Another way to evaluate the dividend is by looking at the company's cash flow. Accounting income, after all, includes noncash items, so it may not always be the most reliable way of checking if a dividend is safe.
Viatris spends around $145 million every quarter on its dividend. Typically it generates enough free cash flow to support the payout, but that isn't always the case. Here's how much in free cash flow has been left after the company paid out dividends over the past few years:
There are often fluctuations in cash flow due to the timing of when payments flow in and out of the business. Although based on last quarter (the last three months of 2022) there may be some concerns with respect to free cash flow (it was negative), the company projects that for 2023, its free cash flow will be between $2.3 billion and $2.7 billion.

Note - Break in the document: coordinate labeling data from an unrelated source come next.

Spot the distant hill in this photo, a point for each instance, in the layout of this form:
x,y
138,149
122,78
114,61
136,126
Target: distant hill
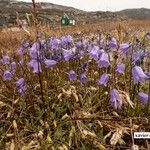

Even at the low end of that guidance, Viatris would have plenty of room to pay its dividend while still potentially reducing its debt load even further.
Is Viatris stock a buy?
Given its strong free cash flow, Viatris is a dividend stock that could be well worth picking up right now. While its debt level is high, it isn't crippling the business, and the company's financials are strong enough for Viatris to support the dividend.
Buying the stock while it has taken a beating means securing a higher-than-usual yield. While the road ahead for the economy and Viatris' business may look uncertain, this could make for an underrated healthcare stock to own right now, provided that you're willing to take on some risk.